TOMASI Waqabaca regrets the most precious lives he left behind when his days of war ended.
One of the 50 surviving members of the 212 Union Jack club - the first batch of British Army soldiers from Fiji in 1961 - returned home 20 years later with a mixed feeling after serving in the frontline for world peace.
Yesterday, as Britain celebrated Armed Forces Day with a memorial service in Suva, Mr Waqabaca prayed for his two families that lived across the divide in Wales and England.
A proud serviceman pledging loyalty to the Queen, he said the pain of not seeing his children brought tears to his eyes whenever he thought of them.
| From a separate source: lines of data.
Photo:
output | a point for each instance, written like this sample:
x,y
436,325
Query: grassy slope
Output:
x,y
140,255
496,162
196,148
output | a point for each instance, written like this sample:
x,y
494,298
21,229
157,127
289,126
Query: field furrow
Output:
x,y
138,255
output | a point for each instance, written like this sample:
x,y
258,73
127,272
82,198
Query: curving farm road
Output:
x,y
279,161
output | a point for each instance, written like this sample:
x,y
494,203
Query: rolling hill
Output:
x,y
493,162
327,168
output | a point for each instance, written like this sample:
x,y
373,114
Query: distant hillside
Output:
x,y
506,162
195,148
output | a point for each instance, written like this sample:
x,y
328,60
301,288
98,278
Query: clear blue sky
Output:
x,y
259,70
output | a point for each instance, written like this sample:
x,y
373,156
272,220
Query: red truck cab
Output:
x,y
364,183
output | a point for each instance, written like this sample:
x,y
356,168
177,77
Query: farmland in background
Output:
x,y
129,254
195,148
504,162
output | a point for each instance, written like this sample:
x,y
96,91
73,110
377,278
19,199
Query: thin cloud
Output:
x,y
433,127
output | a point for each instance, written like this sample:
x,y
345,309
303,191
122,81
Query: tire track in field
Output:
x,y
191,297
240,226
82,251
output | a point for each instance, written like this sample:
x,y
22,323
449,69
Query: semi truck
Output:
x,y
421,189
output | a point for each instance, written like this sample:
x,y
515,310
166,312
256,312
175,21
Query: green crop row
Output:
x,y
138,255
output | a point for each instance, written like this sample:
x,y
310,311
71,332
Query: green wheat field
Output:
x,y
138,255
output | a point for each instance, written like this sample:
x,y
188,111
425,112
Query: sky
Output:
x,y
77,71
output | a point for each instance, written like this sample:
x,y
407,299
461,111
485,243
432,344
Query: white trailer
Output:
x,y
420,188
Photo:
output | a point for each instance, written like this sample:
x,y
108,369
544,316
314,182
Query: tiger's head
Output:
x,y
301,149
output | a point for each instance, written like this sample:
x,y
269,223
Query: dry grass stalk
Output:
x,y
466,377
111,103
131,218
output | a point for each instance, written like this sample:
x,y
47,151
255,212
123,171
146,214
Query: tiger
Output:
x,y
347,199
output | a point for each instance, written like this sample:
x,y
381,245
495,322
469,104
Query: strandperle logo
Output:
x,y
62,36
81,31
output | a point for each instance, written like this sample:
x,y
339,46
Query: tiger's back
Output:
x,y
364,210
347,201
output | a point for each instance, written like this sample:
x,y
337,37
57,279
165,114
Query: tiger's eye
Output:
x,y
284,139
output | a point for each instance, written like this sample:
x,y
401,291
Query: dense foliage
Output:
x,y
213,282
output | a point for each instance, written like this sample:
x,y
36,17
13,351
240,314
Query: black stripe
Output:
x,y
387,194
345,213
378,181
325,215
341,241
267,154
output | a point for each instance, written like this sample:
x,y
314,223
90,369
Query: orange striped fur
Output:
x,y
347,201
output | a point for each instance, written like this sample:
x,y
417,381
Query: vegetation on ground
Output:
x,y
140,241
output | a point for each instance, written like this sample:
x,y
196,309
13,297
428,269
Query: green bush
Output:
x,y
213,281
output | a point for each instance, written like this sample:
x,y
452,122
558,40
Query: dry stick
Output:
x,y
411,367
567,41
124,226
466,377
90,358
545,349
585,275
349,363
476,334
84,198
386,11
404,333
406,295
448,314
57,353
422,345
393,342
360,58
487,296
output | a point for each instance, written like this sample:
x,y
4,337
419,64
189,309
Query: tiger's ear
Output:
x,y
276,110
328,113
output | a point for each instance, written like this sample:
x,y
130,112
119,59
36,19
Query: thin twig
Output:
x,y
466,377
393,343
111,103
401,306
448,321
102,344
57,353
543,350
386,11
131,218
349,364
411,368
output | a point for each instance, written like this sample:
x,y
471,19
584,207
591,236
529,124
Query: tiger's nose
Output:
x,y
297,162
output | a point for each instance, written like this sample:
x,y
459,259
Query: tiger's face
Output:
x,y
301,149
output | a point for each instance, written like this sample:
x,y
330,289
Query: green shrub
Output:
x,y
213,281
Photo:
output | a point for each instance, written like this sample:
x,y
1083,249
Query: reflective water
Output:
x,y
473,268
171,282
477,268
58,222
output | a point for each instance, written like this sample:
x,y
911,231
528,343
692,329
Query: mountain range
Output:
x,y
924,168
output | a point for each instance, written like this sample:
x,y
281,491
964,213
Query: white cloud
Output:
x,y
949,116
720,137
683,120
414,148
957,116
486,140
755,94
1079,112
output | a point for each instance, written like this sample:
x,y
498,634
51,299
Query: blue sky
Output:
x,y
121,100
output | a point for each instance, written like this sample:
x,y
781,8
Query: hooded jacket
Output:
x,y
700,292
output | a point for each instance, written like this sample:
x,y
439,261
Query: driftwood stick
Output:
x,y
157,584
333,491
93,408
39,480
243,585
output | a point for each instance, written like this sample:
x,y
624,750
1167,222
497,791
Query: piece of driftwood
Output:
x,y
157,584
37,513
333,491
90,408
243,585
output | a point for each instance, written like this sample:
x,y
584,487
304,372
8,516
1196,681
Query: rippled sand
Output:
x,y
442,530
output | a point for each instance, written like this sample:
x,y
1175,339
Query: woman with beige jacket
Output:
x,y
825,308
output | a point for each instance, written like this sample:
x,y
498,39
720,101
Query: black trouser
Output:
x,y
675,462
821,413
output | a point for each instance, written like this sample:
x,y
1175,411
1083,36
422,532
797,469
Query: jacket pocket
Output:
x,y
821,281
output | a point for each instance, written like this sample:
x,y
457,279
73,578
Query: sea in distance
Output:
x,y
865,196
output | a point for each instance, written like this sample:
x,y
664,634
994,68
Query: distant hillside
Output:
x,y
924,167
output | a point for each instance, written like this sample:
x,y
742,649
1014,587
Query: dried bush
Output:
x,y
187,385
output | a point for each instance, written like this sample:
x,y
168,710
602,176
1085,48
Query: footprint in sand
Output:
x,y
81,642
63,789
"One of the criteria of going to England is to be single and after five years of service, we return to Fiji to pick our wives," Mr Waqabaca said. "Unfortunately, I fell in love with a Welsh woman from whom I have two children. Later on I met an English woman with whom I had three more children."
Mr Waqabaca was told to return home, found love again and married a woman from Taveuni.
They never had children.
Today, he lives alone in Nadi and longs for his children.
Mr Waqabaca said he did not wish for anything else but to see the faces of his children one more time.
He said he was young, daring and in love when he met the Welsh and English women.
"It was chemistry and my children kept me going despite the hardships I faced while I was in a foreign country," said Mr Waqabaca, who is from Ono-i-Lau.
He joined the army when he was 20 without the knowledge of his family.
He said after he left he missed his siblings and would cry in the middle of the night.
The youngest of 13 siblings, his father begged him to return to Fiji after he learned of his whereabouts.
"My father did not accept it at all. He wanted me to come back but I promised him that I would support him and my younger brothers and sisters," Mr Waqabaca said.
He said serving under Queen Elizabeth was life worth living for.
Mr Waqabaca said he was proud to be a good ambassador and the support of his comrades got him through alive when they were thousands of kilometres from home.
What appealed to the British Forces when it recruited soldiers in Fiji in 1961 is still true today.
The defence adviser of the British High Commission in New Zealand, Lieutenant-Colonel Tim Woodman, said: "It is the Fijian's strong heart and body, robust and compliance. They are the perfect soldiers for the British government."
Another ex-servicemen who shared his experience was Romanu Naceva of Lovoni, Levuka, in Ovalau.
An unemployed and school leaver, Mr Naceva grabbed the opportunity as a challenge to his faith.
"I never regret any moment because it has made me the person I am today," he said.
"I managed to mingle with professional soldiers in a foreign country and Fijians are so blessed because of their heart."
The 212 members were mainly deployed in engineering construction and naval surveillance.
They were also deployed to Southern Lebanon to be part of the United Nations Interim Force and they have since served in other peacekeeping operations in Sinai and Iraq.